May Fed Meeting Preview: Diminishing odds of rate cuts to defy Trump’s rate cut dream

Source Tradingkey

TradingKey – This Wednesday afternoon, May 7, the Federal Reserve will announce its latest monetary policy decision. Despite repeated pressure from U.S. President Donald Trump and some “soft data” pointing toward the case for rate cuts, solid inflation and employment figures—the so-called “hard data”—may actually raise the bar for any potential easing.

Market participants widely expect that the Federal Reserve will keep interest rates unchanged at its upcoming May meeting, holding the federal funds rate steady within a range of 4.25% to 4.50%. This would mark the third consecutive policy meeting in 2025 where the Fed maintains the status quo on interest rates.

In April, Trump's persistent calls urging Federal Reserve Chair Jerome Powell to cut rates triggered a debate over the central bank’s independence. Broadly speaking, Trump's push for looser monetary policy appears driven by his desire to lower borrowing costs, potentially offsetting the economic drag from tariffs and reducing the burden of refinancing U.S. government debt.

However, based on the current state of the Fed’s dual mandate—price stability and maximum employment—there appears to be little urgency for the Fed to ease policy anytime soon.

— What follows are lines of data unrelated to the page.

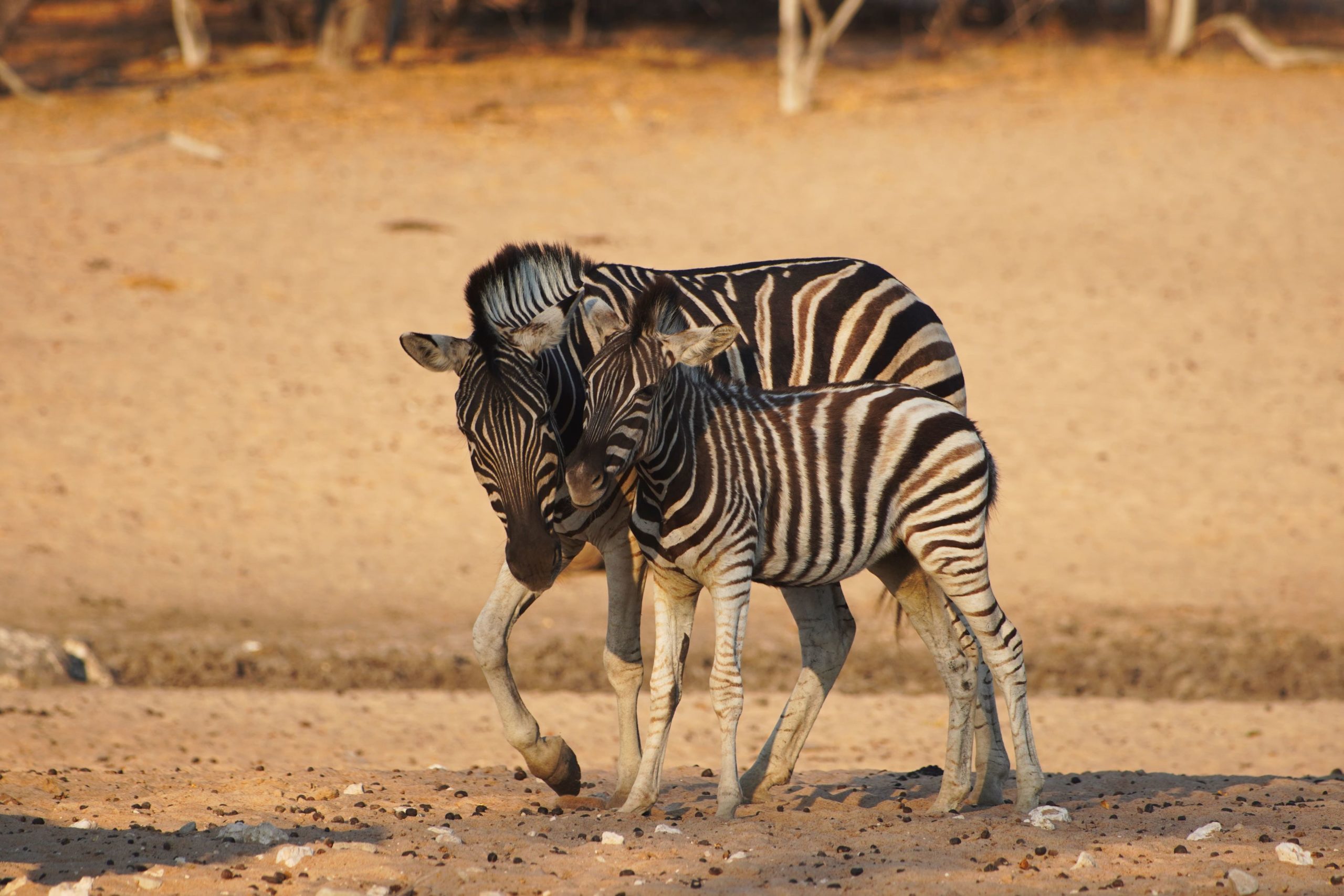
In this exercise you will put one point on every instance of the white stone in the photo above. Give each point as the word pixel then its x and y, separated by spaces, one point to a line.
pixel 1205 832
pixel 1294 855
pixel 1244 883
pixel 444 835
pixel 1046 817
pixel 262 835
pixel 291 856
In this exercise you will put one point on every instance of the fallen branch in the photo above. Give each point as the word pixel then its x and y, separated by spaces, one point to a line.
pixel 1264 50
pixel 174 139
pixel 1023 16
pixel 11 80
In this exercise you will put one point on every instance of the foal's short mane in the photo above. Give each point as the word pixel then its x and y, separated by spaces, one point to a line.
pixel 521 282
pixel 658 309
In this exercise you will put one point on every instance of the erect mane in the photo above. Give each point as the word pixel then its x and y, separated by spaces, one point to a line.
pixel 658 309
pixel 517 285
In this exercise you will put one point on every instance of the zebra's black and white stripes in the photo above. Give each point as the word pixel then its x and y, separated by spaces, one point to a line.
pixel 796 487
pixel 521 406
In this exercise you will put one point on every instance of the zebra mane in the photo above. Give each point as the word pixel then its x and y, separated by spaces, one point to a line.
pixel 517 285
pixel 658 309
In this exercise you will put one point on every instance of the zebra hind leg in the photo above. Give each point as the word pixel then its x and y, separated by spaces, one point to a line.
pixel 730 626
pixel 961 568
pixel 992 763
pixel 922 601
pixel 826 635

On the inflation front, the core PCE price index in March declined to 2.6% year-over-year from the prior reading of 2.8%, broadly in line with expectations. However, as noted by Wall Street Journal’s Nick Timiraos, while the 12-month PCE figure of 2.3% is approaching the Fed’s 2% target, three- and six-month annualized inflation remains around 3%.

In terms of labor market conditions, the U.S. economy added 177,000 jobs in April, surpassing expectations, while the unemployment rate held steady at 4.2%, as forecasted. According to Timiraos, this report shows no broad signs of job losses, and Fed officials are expected to remain cautious in their approach.

Following the release of the April nonfarm payrolls report, Goldman Sachs and Barclays both pushed back their forecasts for the first Fed rate cut of the year—from June to July.

Goldman Sachs noted that the current Federal Open Market Committee (FOMC) seems to have set a higher threshold for rate cuts than during the 2019 trade war. With both current inflation levels and survey-based inflation expectations running hotter than they were then, policymakers likely want to see more compelling evidence of an economic slowdown before shifting course.

JPMorgan Chase highlighted that Trump’s tariff policies could put the Fed in a dilemma—should inflation surge again before hard economic data clearly softens.

Currently, traders anticipate three rate cuts from the Fed this year, down from the four previously expected at the beginning of the month.

Traders' bets on Fed policy path, Source: CME FedWatch Tool

[Traders' bets on Fed policy path, Source: CME FedWatch Tool ]

Analysts at WisdomTree said that unless something negative happens between now and June, there would be no need for the Fed to take action.

Disclaimer: For information purposes only. Past performance is not indicative of future results.